Der Ex und ich haben in den letzten Tagen und Wochen immer wieder ein bisschen geschrieben, obwohl ich das eigentlich nicht mehr wollte. Es passt einfach irgendwie immer noch irgendwas was zwischen uns. Er betont jedes Mal, wenn wir schreiben, dass es anders gelaufen wäre, wenn die Entfernung nicht wäre.

Ob wir uns wiedersehen? Keine Ahnung.

Ob mich ein Wiedersehen weiterbringen würde? Keine Ahnung.

Ich hab einfach keine Ahnung. Und solange ich keine Ahnung habe, gestehe ich mir den Kontakt zu. Er ist sehr sporadisch, es gibt kein festes Muster.

Es ist mir echt egal, ob das Sinn macht oder nicht. Ob es mich weiter bringt oder nicht. Und ob es jemand versteht oder eben nicht. Niemand lebt mein Leben, hat meine Gedanken und meine Gefühle. Niemand außer mir.
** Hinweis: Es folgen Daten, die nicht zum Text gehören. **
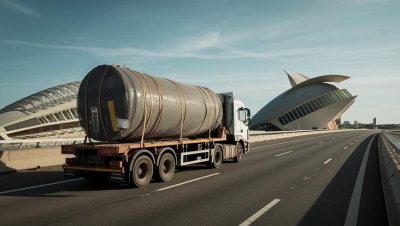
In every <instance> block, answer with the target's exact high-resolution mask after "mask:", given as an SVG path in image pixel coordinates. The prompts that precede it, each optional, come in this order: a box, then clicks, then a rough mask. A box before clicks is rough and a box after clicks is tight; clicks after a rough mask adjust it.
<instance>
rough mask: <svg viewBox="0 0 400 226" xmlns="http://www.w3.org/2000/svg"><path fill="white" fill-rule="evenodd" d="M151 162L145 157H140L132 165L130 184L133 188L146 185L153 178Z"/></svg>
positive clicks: (152, 163)
mask: <svg viewBox="0 0 400 226" xmlns="http://www.w3.org/2000/svg"><path fill="white" fill-rule="evenodd" d="M153 171H154V166H153V162H152V161H151V159H150V158H149V156H147V155H140V156H139V157H138V158H137V159H136V160H135V163H134V164H133V168H132V182H133V184H132V185H134V186H136V187H138V188H140V187H144V186H146V185H148V184H149V183H150V181H151V178H152V177H153Z"/></svg>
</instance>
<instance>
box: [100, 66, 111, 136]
mask: <svg viewBox="0 0 400 226" xmlns="http://www.w3.org/2000/svg"><path fill="white" fill-rule="evenodd" d="M109 67H110V65H108V66H107V68H106V70H104V73H103V76H102V77H101V81H100V87H99V113H100V120H101V127H103V132H104V136H105V137H106V140H107V141H108V136H107V133H106V127H105V125H104V119H103V109H102V107H101V88H102V87H103V81H104V77H105V75H106V72H107V70H108V68H109Z"/></svg>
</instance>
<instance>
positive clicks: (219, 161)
mask: <svg viewBox="0 0 400 226" xmlns="http://www.w3.org/2000/svg"><path fill="white" fill-rule="evenodd" d="M222 160H223V156H222V148H221V146H219V145H217V146H216V147H215V149H214V156H213V162H211V163H208V164H207V166H208V167H210V168H219V167H221V165H222Z"/></svg>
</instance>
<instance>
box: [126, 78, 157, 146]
mask: <svg viewBox="0 0 400 226" xmlns="http://www.w3.org/2000/svg"><path fill="white" fill-rule="evenodd" d="M131 71H132V72H133V74H134V75H136V77H137V78H138V79H139V82H140V85H141V86H142V90H143V95H142V98H143V102H144V113H143V129H142V137H141V139H140V148H144V133H145V132H146V128H147V98H146V97H147V92H146V88H145V87H144V84H143V82H142V80H144V81H145V82H146V83H147V81H146V79H145V78H144V77H143V75H142V74H140V73H139V72H137V71H134V70H131ZM147 86H148V87H149V84H148V83H147ZM151 100H153V97H151ZM152 104H153V103H152ZM151 113H152V109H150V116H151ZM149 118H150V117H149Z"/></svg>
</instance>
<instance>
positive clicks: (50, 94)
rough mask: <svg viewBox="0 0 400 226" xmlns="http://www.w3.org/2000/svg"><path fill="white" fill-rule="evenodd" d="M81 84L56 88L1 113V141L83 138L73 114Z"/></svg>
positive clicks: (29, 98)
mask: <svg viewBox="0 0 400 226" xmlns="http://www.w3.org/2000/svg"><path fill="white" fill-rule="evenodd" d="M80 83H81V82H80V81H77V82H71V83H66V84H63V85H59V86H55V87H52V88H49V89H46V90H43V91H40V92H37V93H35V94H32V95H30V96H28V97H25V98H23V99H21V100H19V101H16V102H14V103H12V104H10V105H7V106H6V107H4V108H3V109H1V110H0V140H11V139H27V138H40V137H69V136H68V134H71V135H72V134H73V135H72V136H73V137H76V136H83V137H84V133H83V132H82V134H81V133H80V132H81V131H82V129H81V126H80V125H79V118H78V113H77V110H76V98H77V94H78V89H79V85H80ZM72 136H71V137H72Z"/></svg>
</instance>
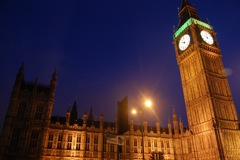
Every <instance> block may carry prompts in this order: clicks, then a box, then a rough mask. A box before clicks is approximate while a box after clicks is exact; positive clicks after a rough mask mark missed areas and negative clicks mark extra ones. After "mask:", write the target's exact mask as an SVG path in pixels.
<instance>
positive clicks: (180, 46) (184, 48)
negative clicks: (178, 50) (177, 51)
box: [178, 34, 190, 51]
mask: <svg viewBox="0 0 240 160" xmlns="http://www.w3.org/2000/svg"><path fill="white" fill-rule="evenodd" d="M189 44H190V36H189V35H188V34H185V35H183V36H182V37H181V39H180V41H179V44H178V47H179V49H180V50H181V51H184V50H185V49H187V47H188V46H189Z"/></svg>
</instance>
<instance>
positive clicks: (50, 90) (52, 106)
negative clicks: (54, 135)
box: [0, 65, 57, 160]
mask: <svg viewBox="0 0 240 160" xmlns="http://www.w3.org/2000/svg"><path fill="white" fill-rule="evenodd" d="M56 83H57V80H56V71H55V72H54V73H53V75H52V80H51V82H50V84H49V85H44V84H39V83H38V78H36V79H35V81H34V82H27V81H25V79H24V66H23V65H22V66H21V67H20V69H19V71H18V74H17V76H16V80H15V84H14V87H13V90H12V94H11V97H10V102H9V106H8V110H7V114H6V117H5V121H4V124H3V129H2V134H1V137H0V159H1V160H5V159H7V160H8V159H9V160H10V159H13V160H14V159H34V158H35V159H39V155H40V151H41V148H42V145H43V144H44V142H43V139H44V137H45V136H46V130H47V128H48V126H49V124H50V121H51V114H52V107H53V102H54V95H55V88H56Z"/></svg>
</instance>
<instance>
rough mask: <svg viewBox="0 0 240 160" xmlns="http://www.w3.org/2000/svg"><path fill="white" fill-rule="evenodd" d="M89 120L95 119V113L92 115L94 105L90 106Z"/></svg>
mask: <svg viewBox="0 0 240 160" xmlns="http://www.w3.org/2000/svg"><path fill="white" fill-rule="evenodd" d="M88 120H89V121H93V120H94V118H93V115H92V106H90V111H89V115H88Z"/></svg>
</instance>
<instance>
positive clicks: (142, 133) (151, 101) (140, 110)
mask: <svg viewBox="0 0 240 160" xmlns="http://www.w3.org/2000/svg"><path fill="white" fill-rule="evenodd" d="M144 104H145V107H147V108H150V107H151V106H152V101H151V100H145V103H144ZM132 114H137V110H136V109H133V110H132ZM139 115H140V120H141V130H142V157H143V160H144V159H145V158H144V139H143V132H144V130H143V118H142V106H140V107H139Z"/></svg>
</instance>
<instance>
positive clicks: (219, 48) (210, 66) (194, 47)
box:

Den anderen Mann habe ich schon total vergessen. Hin und wieder kommt mir Gedanke und dann frag ich mich, ob ich ihn vermisse oder nicht. Und die Antwort ist immer NEIN.
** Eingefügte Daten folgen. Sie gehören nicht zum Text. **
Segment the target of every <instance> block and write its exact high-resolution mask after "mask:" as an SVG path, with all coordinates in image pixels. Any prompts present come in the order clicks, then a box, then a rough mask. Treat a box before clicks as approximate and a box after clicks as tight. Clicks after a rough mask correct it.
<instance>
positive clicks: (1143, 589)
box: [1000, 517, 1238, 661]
Der Ex dagegen ist präsent. Ich mag ihn noch nicht loslassen. Aber das fällt mir ja eh schon immer schwer. Vielleicht idealisiere ich auch eine Menge, vielleicht verstecke ich alles Schlechte hinter einem dicken Vorhang und denk nur an das Schöne.

Es ist meine Art, damit umzugehen. Es ist mein Weg, das irgendwie zu verarbeiten, wegzustecken und abzuhaken. Ich kann schwer loslassen. So ist das nunmal, so bin ich.

Und so trage ich nun diesen Rock. Und fühle mich wohl.

Aufatmen.

Ich kann den einen oder anderen erleichtert aufatmen hören. Im sozialen Netzwerk hab ich vor ein paar Tagen ein Foto gepostet. Von mir, ein Selfie. Darunter hab ich geschrieben:

„In 2016 gelernt? In den Spiegel zu gucken und „Hübsche“ zu denken!“

Ich kann wirklich seit einiger Zeit in den Spiegel gucken und finde das, was mir da entgegenguckt, wirklich gut. An meinem Gewicht arbeite ich noch, da ist noch Potenzial. Aber mein Gesicht, mein Aussehen oberhalb meiner Schlüsselbeine, und allgemein das was ich insgesamt aus mir gemacht habe, find ich gut. Ich hab meinen Style und mein Aussehen gefunden.

Das hat auch bloß die letzten 35 Jahre gedauert. Denn noch nie fand ich mich „hübsch“ oder „schön“, noch nie, höchstens mal „ok“.

Natürlich klappt das auch nicht jeden Tag, aber es werden immer und immer mehr. Es war ein hartes Stück Arbeit und ich bin noch nicht fertig. Ich will noch mehr. Ich möchte auch in einen großen Spiegel gucken und mich von oben bis unten gut finden. Ich bin mir sicher, dass ich auch das erreichen kann und irgendwann auch werde.

Aber dieser „Positiv-Schub“, den ich gerade mache, ist mir wichtig und ich hoffe, ich kann in – in jeder Hinsicht – noch ein bisschen weiter vorantreiben.